I have been reading this solution. In part of the solution there is an integral which leads to beta function but I don't know how. Here it is
\begin{align} \int_0^t\frac{f(\tau)}{(t-\tau)^{1-\alpha }}d\tau&=\int_0^t \frac{1}{(t-\tau)^{1-\alpha }}\left(\int_0^\tau\frac{\phi(x)}{(\tau-x)^\alpha }dx \right)d\tau\\ &=\int_0^t\phi(x)\left(\int_x^t \frac{1}{(t-\tau)^{1-\alpha }(\tau-x)^\alpha } \right)dx\\ &=B(\alpha ,1-\alpha )\int_0^t \phi(x)dx. \end{align} Why is second integral equal to the third one and how is it equal to beta function?!

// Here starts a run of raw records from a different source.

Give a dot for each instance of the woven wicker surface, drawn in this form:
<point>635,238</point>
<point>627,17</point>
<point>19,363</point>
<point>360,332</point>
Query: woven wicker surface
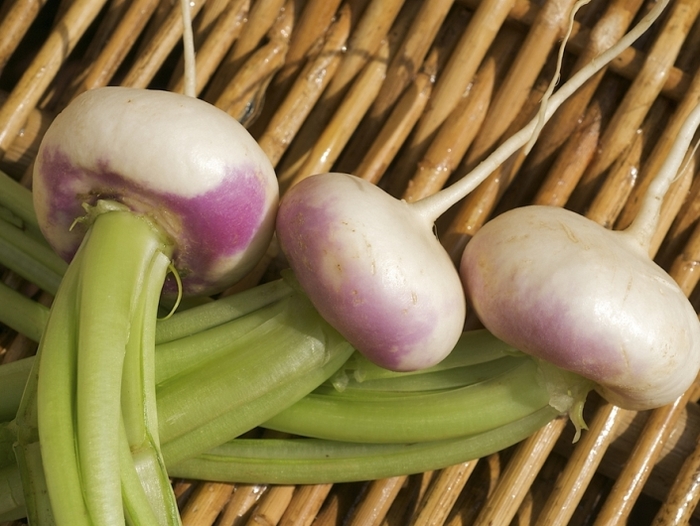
<point>410,94</point>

$\int_0^1 x^{\alpha-1}(1-x)^{\beta-1}dx=\text{Beta}(\alpha, \beta)$ if $\alpha,\beta>0$. For that little problem, let $u=\tau-x$, so that $du=d\tau$:
$$\begin{split}\int_x^t \frac{1}{(t-\tau)^{1-\alpha}(\tau-x)^\alpha}d\tau &=\int_0^{t-x}\frac 1{(t-u-x)^{1-\alpha}u^\alpha}du\end{split}$$
Assume $t-x=1$, then
$$\begin{split}\int_0^{1}\frac 1{(1-u)^{1-\alpha}u^\alpha}du&=\int_0^1 u^{-\alpha+1-1}(1-u)^{\alpha-1}du\\ &=\text{Beta}(1-\alpha, \alpha)\end{split}$$